Rule Number One: “Never trust popups on your devices that warn you about something scary and ask you to call a number.” None of the legitimate malware protection software on the market will do this. This is nearly always a scam. If they get something like this on their computer, tell them to take a picture of it and then just power off the device, manually if it won’t shutdown normally, and physically by unplugging the cord if that doesn’t seem to be working. These fake popups are meant to be frightening, disorienting and sometimes incredibly annoying. If the popup comes back after powering up their device (and it may, as many are designed to do just this) it may require some additional, technical expertise to get rid of it. For actual tech savvy users, it’s a quick fix, but it may be hard to explain over the phone if the recipient is flustered or otherwise frightened. If you can’t go yourself, it may require a visit from a local technician.
Rule Number Two: “Don’t “google” the contact number or email for important services.” All of the popular search services offer ad results at the top of actual search results that are often hard to distinguish from the legitimate information you were seeking. Bad actors are paying for ads that pretend to provide support for various commonplace companies. They will answer the phone as that service, including pretending to be Microsoft, Amazon, Apple, or Google in order to trick callers into giving them access to their devices. If your loved one is fond of using the phone in this manner, provide them with a printed list of known-good numbers for their most used services like their banks, pharmacies, etc, as well as including lines like “FACEBOOK: NO NUMBER TO CALL-DO NOT TRY” as a reminder that certain services are never available via phone.

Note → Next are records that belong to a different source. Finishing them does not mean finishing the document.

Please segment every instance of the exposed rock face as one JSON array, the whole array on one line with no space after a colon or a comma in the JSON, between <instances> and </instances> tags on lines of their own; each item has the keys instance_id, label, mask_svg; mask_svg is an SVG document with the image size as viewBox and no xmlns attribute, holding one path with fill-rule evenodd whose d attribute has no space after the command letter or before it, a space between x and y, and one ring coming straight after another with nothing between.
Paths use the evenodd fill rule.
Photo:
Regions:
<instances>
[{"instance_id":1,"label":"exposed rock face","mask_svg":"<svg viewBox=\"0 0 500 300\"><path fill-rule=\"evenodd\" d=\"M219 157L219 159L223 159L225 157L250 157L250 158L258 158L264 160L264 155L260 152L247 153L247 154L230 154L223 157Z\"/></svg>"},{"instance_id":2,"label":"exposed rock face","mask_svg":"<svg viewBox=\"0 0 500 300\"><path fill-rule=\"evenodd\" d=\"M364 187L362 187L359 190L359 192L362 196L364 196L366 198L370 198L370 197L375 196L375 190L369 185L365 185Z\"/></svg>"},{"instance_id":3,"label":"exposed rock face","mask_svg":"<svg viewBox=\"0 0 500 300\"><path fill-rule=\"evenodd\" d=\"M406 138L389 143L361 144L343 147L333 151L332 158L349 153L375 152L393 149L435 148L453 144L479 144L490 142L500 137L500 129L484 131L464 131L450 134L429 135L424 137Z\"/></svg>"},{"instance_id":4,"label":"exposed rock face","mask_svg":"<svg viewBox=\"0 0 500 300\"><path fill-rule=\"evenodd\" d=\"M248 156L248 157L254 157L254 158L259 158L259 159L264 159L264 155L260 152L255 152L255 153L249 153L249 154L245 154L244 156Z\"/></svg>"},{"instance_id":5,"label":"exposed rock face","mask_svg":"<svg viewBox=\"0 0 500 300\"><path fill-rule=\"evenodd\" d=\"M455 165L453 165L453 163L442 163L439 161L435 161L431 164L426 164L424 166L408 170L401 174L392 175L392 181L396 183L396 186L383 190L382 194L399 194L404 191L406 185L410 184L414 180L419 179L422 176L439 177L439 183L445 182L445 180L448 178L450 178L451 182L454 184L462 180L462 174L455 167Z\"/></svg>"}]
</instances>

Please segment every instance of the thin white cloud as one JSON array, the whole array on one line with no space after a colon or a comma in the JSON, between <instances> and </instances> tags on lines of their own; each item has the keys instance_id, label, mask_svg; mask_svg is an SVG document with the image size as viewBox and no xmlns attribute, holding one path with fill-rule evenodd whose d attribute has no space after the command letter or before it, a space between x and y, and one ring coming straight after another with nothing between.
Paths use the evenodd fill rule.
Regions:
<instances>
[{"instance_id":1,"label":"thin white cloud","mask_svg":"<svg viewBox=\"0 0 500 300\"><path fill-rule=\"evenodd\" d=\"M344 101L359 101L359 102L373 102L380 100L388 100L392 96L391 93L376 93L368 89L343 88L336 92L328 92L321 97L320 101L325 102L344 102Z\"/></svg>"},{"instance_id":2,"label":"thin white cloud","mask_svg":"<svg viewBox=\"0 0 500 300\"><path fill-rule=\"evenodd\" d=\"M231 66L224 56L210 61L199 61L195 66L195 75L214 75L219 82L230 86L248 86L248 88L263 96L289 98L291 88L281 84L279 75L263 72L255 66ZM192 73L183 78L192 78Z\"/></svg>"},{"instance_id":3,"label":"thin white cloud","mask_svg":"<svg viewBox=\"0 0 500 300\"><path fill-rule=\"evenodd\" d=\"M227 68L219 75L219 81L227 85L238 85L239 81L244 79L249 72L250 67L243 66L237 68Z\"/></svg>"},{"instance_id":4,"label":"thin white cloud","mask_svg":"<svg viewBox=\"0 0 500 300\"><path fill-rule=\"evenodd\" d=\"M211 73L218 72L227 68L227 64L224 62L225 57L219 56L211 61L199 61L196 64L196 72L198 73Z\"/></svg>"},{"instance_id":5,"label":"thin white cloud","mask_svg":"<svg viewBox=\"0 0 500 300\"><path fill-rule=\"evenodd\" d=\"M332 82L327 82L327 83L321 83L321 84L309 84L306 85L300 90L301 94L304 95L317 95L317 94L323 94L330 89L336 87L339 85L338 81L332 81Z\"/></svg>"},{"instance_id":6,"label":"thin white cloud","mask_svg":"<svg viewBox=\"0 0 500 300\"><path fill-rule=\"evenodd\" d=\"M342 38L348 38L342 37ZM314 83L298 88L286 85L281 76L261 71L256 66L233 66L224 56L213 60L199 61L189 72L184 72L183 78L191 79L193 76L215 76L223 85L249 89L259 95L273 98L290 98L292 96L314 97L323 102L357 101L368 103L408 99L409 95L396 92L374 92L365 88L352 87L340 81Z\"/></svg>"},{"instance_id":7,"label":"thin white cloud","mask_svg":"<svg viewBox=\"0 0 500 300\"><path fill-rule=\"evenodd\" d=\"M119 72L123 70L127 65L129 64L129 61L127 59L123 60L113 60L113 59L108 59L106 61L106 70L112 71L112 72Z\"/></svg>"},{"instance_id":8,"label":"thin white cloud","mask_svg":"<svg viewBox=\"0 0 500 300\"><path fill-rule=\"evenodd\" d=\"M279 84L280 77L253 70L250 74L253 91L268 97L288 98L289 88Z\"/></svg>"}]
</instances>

Rule Number Three: “Always call someone you trust about anything on which you are uncertain.” Our loved ones often will refuse to call us because they don’t want to be a bother. Frequent calls may seem like a nuisance, but they pale in comparison to the absolute disaster you will both have to handle if they get hacked. I’d rather have dozens of calls of “Is this OK?” than the single, “I may have done something bad.” Reinforce their caution with approval, and if you have the time, perhaps explore with the caller what clued them into making the call. If it boils down to them just applying the above 3 rules, then score one for the good guys!